Duolingo is a free app that helps you learn one of several European languages. It gives you lessons in incremental chunks, and rewards you for your progress much like a video game.

The app gives you the choice of learning Spanish, French, German, Portuguese, Italian, or English (I chose to learn French because my girlfriend is taking lessons at the moment, and so now it’s obviously a competition).

You learn through a mixture of writing what you hear, saying what you read, and translating between English and French. Each chapter focuses on a few parts of language, and builds on previous ones.

Duolingo uses the time-honoured teaching technique of taking something that looks like work, and disguising it as something fun. In this case, it pretends that your language lessons are actually levels of a video game.

You have a set of hearts in the corner that you lose if you make mistakes, and a leaderboard to show you how you’re doing compared to others.

By completing the first set of questions I earned 13 experience points, and a small fanfare played. I’m also pretty sure I know the words for ‘girl’ and ‘woman’. But more importantly, I now have 13 experience points!

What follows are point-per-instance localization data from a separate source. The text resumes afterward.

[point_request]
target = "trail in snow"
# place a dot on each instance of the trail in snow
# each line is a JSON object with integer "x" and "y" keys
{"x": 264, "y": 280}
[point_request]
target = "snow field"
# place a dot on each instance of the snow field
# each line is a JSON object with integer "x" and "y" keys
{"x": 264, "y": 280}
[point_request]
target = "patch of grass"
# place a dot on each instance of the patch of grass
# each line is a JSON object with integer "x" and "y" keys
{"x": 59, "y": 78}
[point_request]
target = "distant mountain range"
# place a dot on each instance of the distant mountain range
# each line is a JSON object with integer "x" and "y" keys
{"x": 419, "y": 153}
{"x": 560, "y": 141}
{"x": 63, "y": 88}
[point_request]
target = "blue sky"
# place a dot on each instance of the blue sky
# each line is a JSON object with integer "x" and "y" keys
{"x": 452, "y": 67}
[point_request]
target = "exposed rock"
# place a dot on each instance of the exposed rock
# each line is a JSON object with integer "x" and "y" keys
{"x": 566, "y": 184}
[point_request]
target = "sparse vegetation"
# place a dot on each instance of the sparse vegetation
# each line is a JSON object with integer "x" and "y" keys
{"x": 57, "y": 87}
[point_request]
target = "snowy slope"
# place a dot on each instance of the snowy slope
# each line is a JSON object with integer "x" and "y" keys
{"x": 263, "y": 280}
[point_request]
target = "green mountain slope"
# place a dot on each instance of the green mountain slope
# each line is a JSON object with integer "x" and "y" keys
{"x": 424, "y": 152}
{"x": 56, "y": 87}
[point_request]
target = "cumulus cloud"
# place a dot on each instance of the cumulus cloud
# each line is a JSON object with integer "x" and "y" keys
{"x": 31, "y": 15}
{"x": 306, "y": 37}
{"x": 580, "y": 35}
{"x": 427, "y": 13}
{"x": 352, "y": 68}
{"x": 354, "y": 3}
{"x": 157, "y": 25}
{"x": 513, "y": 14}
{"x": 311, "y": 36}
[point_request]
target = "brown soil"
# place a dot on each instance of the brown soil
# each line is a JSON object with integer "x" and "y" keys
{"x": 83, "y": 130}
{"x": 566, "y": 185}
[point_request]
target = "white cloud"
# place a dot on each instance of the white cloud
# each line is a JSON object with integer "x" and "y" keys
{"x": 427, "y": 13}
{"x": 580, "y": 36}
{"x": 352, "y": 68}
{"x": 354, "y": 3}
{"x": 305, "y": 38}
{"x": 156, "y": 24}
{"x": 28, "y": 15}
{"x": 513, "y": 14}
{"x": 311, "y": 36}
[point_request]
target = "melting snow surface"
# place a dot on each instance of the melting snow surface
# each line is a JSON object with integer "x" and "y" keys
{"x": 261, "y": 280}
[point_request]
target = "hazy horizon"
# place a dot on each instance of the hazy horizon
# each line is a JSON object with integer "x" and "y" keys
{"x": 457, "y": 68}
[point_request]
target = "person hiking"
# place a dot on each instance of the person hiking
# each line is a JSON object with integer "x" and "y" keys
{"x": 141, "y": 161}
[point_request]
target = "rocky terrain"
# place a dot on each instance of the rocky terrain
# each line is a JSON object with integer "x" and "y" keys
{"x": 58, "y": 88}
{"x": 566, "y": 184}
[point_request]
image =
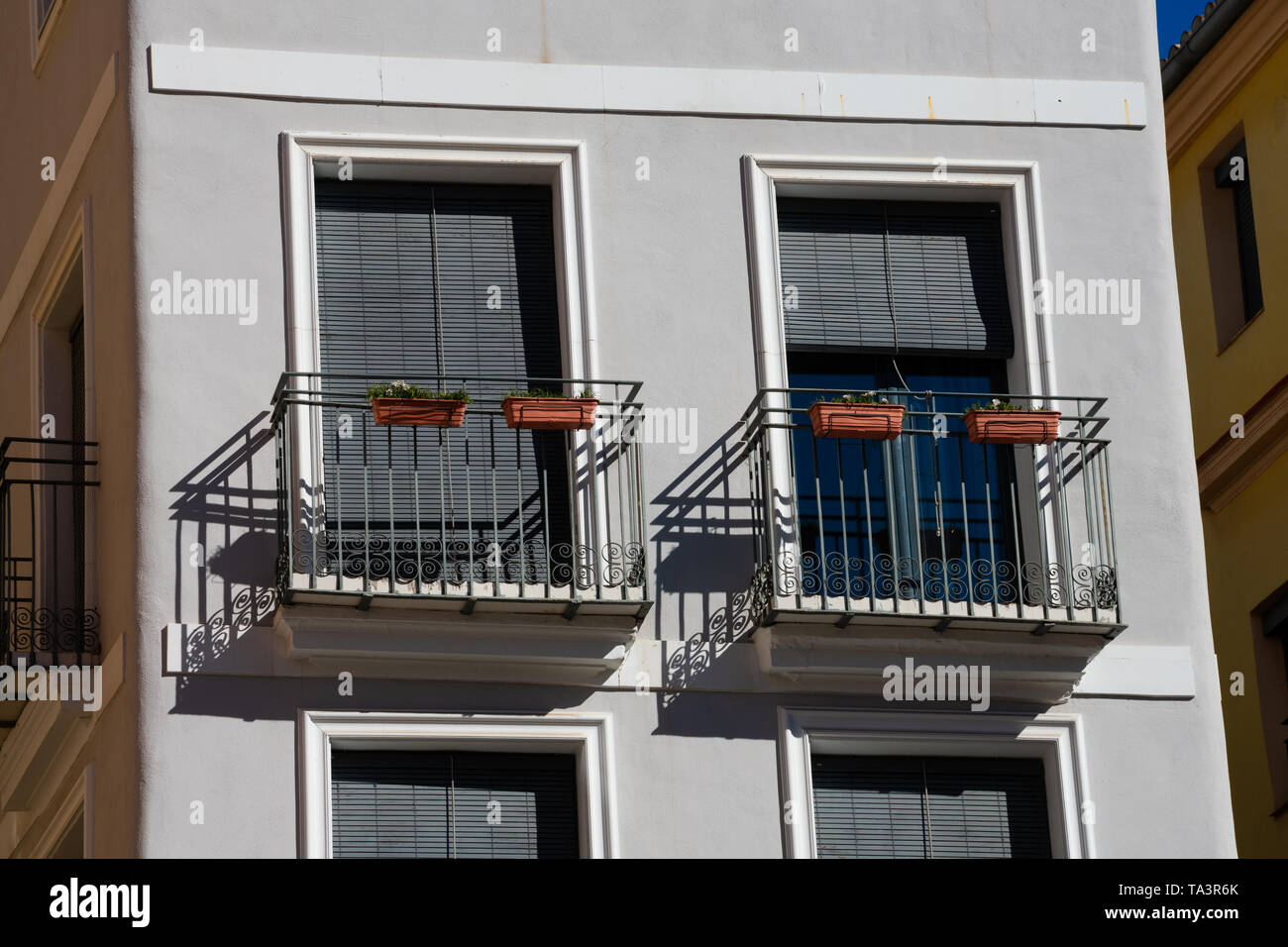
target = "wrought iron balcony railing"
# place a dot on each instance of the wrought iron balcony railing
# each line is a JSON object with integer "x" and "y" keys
{"x": 480, "y": 513}
{"x": 48, "y": 613}
{"x": 931, "y": 523}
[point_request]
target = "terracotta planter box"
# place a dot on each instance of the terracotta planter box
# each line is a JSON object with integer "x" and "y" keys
{"x": 866, "y": 421}
{"x": 550, "y": 414}
{"x": 432, "y": 412}
{"x": 1013, "y": 427}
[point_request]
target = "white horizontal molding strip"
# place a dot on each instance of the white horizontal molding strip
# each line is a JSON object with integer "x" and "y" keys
{"x": 487, "y": 84}
{"x": 1138, "y": 671}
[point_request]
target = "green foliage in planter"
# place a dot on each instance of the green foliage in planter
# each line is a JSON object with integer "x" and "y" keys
{"x": 866, "y": 398}
{"x": 400, "y": 389}
{"x": 997, "y": 405}
{"x": 587, "y": 394}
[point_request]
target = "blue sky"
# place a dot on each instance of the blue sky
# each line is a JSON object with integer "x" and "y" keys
{"x": 1175, "y": 18}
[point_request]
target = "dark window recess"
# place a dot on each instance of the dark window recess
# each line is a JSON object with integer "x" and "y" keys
{"x": 1234, "y": 175}
{"x": 77, "y": 468}
{"x": 43, "y": 9}
{"x": 907, "y": 806}
{"x": 420, "y": 282}
{"x": 1274, "y": 624}
{"x": 894, "y": 275}
{"x": 900, "y": 504}
{"x": 433, "y": 804}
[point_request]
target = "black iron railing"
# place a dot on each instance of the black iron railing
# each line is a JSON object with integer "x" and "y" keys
{"x": 931, "y": 523}
{"x": 48, "y": 613}
{"x": 477, "y": 512}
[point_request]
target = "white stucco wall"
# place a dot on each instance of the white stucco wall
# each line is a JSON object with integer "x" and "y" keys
{"x": 697, "y": 776}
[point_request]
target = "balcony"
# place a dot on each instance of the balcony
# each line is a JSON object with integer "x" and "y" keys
{"x": 518, "y": 531}
{"x": 930, "y": 543}
{"x": 48, "y": 613}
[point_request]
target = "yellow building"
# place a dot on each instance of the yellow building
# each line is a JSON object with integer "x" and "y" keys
{"x": 1225, "y": 93}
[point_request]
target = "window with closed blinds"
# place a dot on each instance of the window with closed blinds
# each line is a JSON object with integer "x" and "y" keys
{"x": 426, "y": 283}
{"x": 907, "y": 806}
{"x": 894, "y": 275}
{"x": 437, "y": 804}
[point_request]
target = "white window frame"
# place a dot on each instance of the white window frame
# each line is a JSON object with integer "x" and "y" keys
{"x": 1055, "y": 738}
{"x": 1014, "y": 184}
{"x": 40, "y": 38}
{"x": 559, "y": 163}
{"x": 588, "y": 736}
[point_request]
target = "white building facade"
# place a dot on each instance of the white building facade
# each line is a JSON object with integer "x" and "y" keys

I haven’t taken and proper lessons in language since third form Japanese, so I can’t really compare Duolingo’s teaching techniques to those of actual teachers.

But my girlfriend is studying French at university, and the app kept her entertained and challenged too (although she skipped ahead a few chapters – Duolingo is set up so that people who are beyond novice level can take ‘shortcuts’ and don’t have to trudge through the early stages).

Duoloingo also has a website where you can sign in get access to a few extra things like forums and what they call ‘Immersion’ – basically reading French stuff from the internet and translating it.

You can, of course, do this on your own, but like many self-improving habits it’s a lot more likely to happen if you’re being prompted by some external source.

This app claims to be more effective than a semester of university study (you can see details of their independent study here), but realistically it comes down to you. You’re not going to learn another language unless you want to, and you’re willing to work for it.

But if you are, then Duolingo’s incremental reward-based system seems like a fun way to do it, or at least a nice supplement to some other form of learning.

Whether I eventually become fluent in French remains to be seen, but I’m enjoying it enough that I’ll keep playing at least until I get some more experience points.